A crazy thing happened as I continue down this winding path called life: I had an opportunity to try out for a Tedx event. TedxZumbroRiver is here. As an educator, Ted is my crack. I watch more Ted than Shonda Rhimes shows put together…and I’ve watched all of them, every one. Ted became guest speakers when what I said wasn’t relevant enough. Ted provided experts in fields I could never study. Ted became my collaboration of relevancy when my poor students, cynical and burnt out, could no longer believe anything I had to say.
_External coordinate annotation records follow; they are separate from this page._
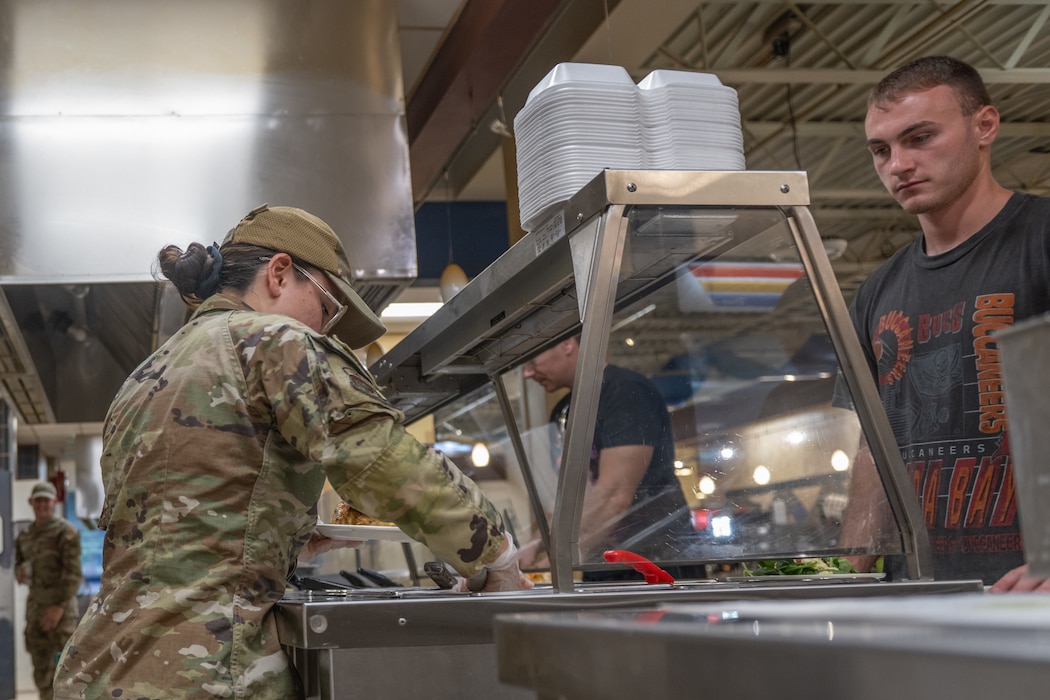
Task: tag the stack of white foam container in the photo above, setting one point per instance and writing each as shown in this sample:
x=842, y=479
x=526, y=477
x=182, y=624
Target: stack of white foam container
x=583, y=118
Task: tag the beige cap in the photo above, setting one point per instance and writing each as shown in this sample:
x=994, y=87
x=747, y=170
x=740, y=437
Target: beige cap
x=43, y=490
x=308, y=238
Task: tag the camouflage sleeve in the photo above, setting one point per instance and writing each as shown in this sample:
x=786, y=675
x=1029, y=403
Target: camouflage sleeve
x=68, y=546
x=340, y=419
x=19, y=555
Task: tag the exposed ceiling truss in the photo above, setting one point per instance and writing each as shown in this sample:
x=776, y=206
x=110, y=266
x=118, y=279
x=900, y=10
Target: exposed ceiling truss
x=802, y=72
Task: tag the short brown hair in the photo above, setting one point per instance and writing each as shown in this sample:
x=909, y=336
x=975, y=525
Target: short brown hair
x=928, y=72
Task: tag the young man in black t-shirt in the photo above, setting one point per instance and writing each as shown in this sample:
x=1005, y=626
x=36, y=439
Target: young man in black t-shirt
x=926, y=317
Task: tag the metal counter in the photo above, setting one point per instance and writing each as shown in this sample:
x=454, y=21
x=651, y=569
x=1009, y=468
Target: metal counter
x=962, y=647
x=415, y=641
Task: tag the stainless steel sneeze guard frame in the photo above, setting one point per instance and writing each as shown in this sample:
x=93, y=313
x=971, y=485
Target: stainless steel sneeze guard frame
x=345, y=645
x=569, y=269
x=618, y=244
One of my favorite thinkers, Giambattista Vico, has a model for life. He essentially said that there are four stages to each aspect of our lives. I explained it for class here, but in essence, you go through the following stages:
1. Falling in love (metaphor) In this stage, you are equating your new-found interest and love to something known so others can know how MUCH YOU LOVE IT! Snowboarding is, is, is like eating ice cream on a hot summer’s day!
2. Understanding (metonymy) Here, you have moved from just loving something to studying, researching, and understanding it by studying the greats. Shaun White, Hannah Teter, Torah Bright, Yuri Podladchikov, have the moves, and now you try them out, study how they do their thing, and look to see which parts you can take and make your own.
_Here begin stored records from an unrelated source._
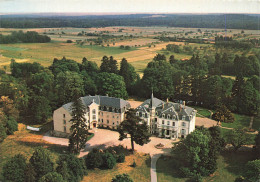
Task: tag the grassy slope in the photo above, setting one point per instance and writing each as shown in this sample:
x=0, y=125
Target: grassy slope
x=24, y=142
x=230, y=166
x=140, y=173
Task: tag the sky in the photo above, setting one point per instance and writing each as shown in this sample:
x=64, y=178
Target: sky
x=129, y=6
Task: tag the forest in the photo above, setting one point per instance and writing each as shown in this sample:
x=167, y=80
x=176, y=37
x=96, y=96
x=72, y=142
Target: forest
x=229, y=21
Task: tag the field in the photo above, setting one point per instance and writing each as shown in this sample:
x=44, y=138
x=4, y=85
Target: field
x=230, y=166
x=143, y=46
x=139, y=173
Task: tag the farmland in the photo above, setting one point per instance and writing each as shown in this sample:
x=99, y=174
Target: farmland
x=142, y=42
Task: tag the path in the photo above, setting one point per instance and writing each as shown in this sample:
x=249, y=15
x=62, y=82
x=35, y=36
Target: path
x=104, y=138
x=154, y=159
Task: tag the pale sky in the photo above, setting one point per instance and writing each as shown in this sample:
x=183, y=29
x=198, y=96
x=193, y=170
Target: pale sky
x=130, y=6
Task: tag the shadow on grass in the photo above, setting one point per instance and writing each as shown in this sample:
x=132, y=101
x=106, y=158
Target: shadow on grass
x=60, y=149
x=236, y=161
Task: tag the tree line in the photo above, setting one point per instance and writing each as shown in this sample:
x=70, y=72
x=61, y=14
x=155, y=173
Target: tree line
x=233, y=21
x=20, y=36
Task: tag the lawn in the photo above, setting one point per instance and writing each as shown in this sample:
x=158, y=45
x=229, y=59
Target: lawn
x=230, y=166
x=24, y=142
x=140, y=173
x=241, y=121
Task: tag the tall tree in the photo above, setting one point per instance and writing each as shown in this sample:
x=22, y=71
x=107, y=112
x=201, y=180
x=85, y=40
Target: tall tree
x=112, y=85
x=79, y=128
x=127, y=71
x=131, y=128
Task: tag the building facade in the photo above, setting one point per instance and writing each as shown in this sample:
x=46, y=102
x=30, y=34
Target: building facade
x=164, y=119
x=167, y=119
x=101, y=111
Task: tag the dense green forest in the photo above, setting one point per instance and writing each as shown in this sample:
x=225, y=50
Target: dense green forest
x=229, y=21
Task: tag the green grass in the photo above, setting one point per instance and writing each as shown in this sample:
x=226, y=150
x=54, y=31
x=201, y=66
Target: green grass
x=230, y=166
x=241, y=121
x=139, y=173
x=24, y=142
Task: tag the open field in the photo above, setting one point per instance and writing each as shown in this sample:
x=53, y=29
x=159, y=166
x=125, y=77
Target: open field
x=24, y=142
x=139, y=173
x=230, y=166
x=138, y=38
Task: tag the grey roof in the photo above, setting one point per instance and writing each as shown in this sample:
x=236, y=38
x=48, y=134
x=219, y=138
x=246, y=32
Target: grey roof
x=102, y=101
x=167, y=108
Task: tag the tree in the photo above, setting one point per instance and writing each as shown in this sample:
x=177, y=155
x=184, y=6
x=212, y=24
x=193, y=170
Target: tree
x=197, y=154
x=63, y=169
x=237, y=138
x=74, y=166
x=127, y=71
x=94, y=159
x=253, y=170
x=14, y=169
x=257, y=144
x=109, y=65
x=39, y=109
x=51, y=177
x=67, y=84
x=79, y=128
x=41, y=162
x=30, y=173
x=222, y=114
x=109, y=161
x=112, y=85
x=11, y=126
x=139, y=133
x=122, y=178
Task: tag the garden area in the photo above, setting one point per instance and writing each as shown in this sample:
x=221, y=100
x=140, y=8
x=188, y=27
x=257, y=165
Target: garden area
x=230, y=166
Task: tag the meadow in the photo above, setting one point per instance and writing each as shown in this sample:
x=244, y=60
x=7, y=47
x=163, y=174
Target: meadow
x=141, y=40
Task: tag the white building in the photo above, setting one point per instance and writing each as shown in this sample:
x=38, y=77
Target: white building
x=167, y=119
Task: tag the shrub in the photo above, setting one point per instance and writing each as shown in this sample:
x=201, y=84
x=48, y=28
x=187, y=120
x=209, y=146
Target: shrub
x=121, y=158
x=134, y=164
x=41, y=162
x=14, y=169
x=52, y=177
x=75, y=167
x=108, y=161
x=122, y=178
x=253, y=170
x=11, y=126
x=94, y=159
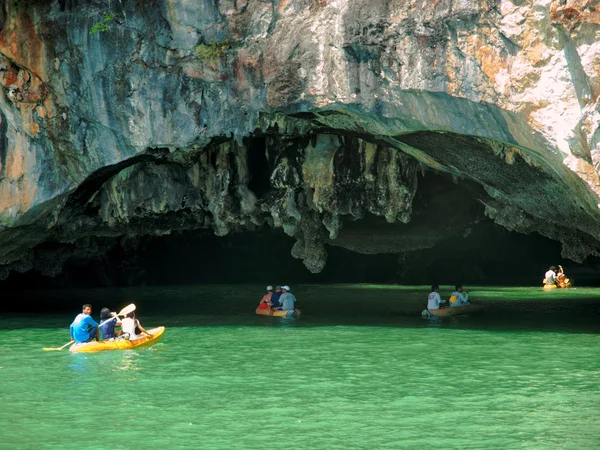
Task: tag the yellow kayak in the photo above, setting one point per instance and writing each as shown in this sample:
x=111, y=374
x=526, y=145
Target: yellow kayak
x=111, y=344
x=285, y=313
x=452, y=311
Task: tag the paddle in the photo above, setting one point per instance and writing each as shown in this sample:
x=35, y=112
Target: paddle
x=126, y=310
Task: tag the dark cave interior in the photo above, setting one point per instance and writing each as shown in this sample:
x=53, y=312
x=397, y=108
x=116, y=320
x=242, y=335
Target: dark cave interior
x=448, y=240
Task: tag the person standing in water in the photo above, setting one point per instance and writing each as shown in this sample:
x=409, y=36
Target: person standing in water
x=275, y=297
x=84, y=328
x=287, y=299
x=458, y=298
x=434, y=301
x=265, y=302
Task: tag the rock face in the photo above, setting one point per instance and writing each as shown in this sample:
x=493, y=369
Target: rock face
x=123, y=119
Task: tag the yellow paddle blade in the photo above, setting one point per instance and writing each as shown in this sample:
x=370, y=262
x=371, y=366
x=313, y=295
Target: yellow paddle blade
x=127, y=310
x=49, y=349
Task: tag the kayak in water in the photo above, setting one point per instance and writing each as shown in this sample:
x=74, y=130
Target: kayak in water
x=120, y=344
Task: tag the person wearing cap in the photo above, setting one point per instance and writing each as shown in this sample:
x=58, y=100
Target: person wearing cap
x=287, y=299
x=275, y=298
x=107, y=325
x=434, y=301
x=458, y=298
x=265, y=302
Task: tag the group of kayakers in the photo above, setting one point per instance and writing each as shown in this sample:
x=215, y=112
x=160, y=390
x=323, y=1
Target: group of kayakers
x=460, y=297
x=85, y=329
x=556, y=278
x=280, y=300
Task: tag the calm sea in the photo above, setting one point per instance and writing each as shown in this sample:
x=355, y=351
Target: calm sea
x=359, y=370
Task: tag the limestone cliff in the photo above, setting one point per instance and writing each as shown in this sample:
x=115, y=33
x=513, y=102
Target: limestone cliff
x=127, y=118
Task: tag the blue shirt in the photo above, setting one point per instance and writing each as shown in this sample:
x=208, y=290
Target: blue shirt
x=82, y=328
x=275, y=299
x=287, y=301
x=108, y=329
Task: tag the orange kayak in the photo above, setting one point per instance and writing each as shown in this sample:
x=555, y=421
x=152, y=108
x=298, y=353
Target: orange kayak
x=452, y=311
x=112, y=344
x=285, y=313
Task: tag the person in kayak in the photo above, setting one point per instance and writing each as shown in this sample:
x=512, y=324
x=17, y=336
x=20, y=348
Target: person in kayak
x=434, y=301
x=561, y=278
x=275, y=297
x=458, y=298
x=265, y=302
x=550, y=278
x=287, y=299
x=107, y=329
x=84, y=328
x=129, y=325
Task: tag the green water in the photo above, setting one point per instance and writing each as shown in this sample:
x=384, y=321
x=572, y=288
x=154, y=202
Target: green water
x=360, y=369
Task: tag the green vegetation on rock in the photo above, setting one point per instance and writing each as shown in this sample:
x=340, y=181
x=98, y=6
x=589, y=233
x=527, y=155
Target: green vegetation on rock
x=211, y=50
x=103, y=25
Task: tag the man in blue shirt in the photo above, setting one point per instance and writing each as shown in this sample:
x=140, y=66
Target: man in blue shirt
x=84, y=328
x=275, y=298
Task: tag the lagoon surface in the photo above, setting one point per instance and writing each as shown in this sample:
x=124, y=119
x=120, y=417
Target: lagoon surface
x=360, y=369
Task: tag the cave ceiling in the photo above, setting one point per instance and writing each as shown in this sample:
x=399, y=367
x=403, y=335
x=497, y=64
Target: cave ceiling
x=371, y=126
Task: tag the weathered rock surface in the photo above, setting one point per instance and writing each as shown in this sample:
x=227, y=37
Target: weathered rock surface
x=134, y=118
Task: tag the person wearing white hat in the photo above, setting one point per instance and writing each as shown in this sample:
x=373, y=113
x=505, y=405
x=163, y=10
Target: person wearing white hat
x=275, y=298
x=265, y=302
x=287, y=299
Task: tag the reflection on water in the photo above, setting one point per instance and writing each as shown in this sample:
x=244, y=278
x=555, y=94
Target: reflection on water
x=359, y=369
x=506, y=308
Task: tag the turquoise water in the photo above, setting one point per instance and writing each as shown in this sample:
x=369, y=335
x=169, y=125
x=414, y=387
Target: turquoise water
x=359, y=370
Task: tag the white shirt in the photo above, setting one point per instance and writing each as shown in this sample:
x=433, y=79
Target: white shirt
x=461, y=299
x=128, y=326
x=434, y=300
x=550, y=277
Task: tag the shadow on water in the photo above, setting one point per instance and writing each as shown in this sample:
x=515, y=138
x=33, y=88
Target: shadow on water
x=575, y=310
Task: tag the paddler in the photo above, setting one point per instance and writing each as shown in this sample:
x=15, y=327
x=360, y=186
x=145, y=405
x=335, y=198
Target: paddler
x=550, y=278
x=84, y=328
x=434, y=301
x=107, y=328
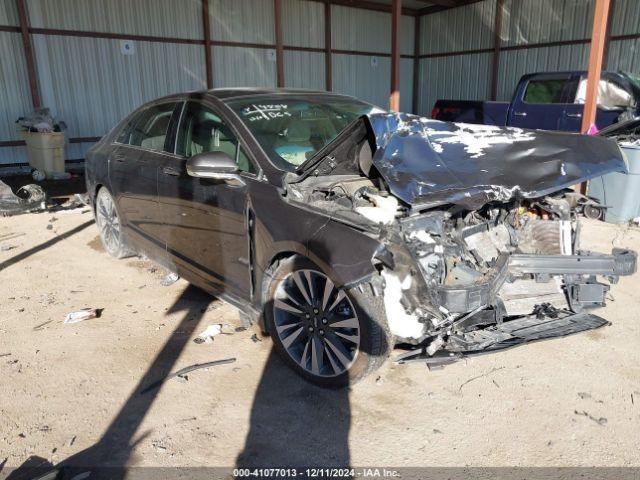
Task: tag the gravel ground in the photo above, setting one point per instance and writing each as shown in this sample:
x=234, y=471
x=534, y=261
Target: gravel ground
x=73, y=391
3. Integration (synecdoche) This is when it feels like an extension of you. Where you no longer need to study the greats, because you are one.
4. Liberalism and disillusionment (Irony) This last stage is crucial. This is where life’s circumstances throws hard balls and you decide how to hit them back. Irony houses itself between tragedy and comedy. Either you give something up with a laissez-faire attitude (liberalism) or become bitter and cynical about the circumstances that you cannot control (disillusionment). Your great doesn’t cut it any more. You have a choice, go study more, or move on to something else.
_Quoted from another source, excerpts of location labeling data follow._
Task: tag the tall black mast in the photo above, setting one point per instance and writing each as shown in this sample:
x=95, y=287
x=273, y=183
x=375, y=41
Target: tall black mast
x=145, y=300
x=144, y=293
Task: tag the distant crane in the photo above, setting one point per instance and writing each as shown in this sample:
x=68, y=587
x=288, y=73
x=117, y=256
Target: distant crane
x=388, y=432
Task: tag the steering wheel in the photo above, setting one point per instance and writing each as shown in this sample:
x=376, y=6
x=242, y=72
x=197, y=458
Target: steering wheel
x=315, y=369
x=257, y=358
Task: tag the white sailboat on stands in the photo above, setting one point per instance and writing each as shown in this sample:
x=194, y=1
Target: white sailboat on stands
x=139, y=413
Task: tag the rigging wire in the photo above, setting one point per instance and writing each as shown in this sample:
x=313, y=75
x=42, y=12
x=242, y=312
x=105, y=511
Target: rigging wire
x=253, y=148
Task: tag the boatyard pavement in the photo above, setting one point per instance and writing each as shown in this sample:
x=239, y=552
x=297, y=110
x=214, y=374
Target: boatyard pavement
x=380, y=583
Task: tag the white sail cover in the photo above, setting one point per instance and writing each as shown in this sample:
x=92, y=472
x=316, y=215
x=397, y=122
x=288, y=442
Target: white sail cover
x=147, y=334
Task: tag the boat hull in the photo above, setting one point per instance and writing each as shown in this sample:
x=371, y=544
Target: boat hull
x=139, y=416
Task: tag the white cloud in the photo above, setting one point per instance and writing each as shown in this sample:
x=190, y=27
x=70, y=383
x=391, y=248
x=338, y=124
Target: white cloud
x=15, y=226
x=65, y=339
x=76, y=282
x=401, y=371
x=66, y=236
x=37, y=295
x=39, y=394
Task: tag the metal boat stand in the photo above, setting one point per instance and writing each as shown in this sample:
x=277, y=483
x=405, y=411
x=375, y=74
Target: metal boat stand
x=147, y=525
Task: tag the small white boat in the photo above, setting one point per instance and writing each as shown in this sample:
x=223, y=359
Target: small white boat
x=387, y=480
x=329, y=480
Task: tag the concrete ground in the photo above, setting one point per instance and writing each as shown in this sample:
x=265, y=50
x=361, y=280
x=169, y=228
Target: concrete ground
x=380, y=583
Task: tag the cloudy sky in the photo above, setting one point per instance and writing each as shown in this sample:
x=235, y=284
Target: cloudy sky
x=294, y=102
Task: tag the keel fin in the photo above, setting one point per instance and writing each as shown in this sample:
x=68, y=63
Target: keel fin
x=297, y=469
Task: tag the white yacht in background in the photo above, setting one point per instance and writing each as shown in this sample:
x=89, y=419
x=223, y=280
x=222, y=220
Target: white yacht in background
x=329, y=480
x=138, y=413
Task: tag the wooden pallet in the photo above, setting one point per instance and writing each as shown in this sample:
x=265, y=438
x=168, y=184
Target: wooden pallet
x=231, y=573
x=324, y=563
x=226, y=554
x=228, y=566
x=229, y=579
The gorgeousness of this theory is that it isn’t linear or circular. At anytime you can choose to jump out of a stage and move on to a different stage, or be in different stages with different aspects of life. I would attest that when I left the classroom, I left at a stage 3. However, I would not classify myself as a stage 3 teacher now, as I have been out of the classroom for a year. Therefore, I am in a stage 4 liberal as a teacher. BUT, as a speaker?
I’m rekindling my love with acting from my dusty college days. It has sat dormant in liberal for twenty years. I’m lucky because nothing has pushed into disillusionment for very long. That is the one stage that can suck the spirit out with the speed of a dementor. Bitterness and resentment is soupy. It will seep into the other stages and effect one’s ability to perform. It leads to fear, insecurity, and anger. This anger blooms from a deep seeded resentment rooted in an inability to let go of what was, to make room for what is to come.
I have no idea what will come from this process. I may or may not end up on the Tedx stage in May, but what I do know is I am open to the possibility of recycling through Vico’s stages with performance, and that is wonderful.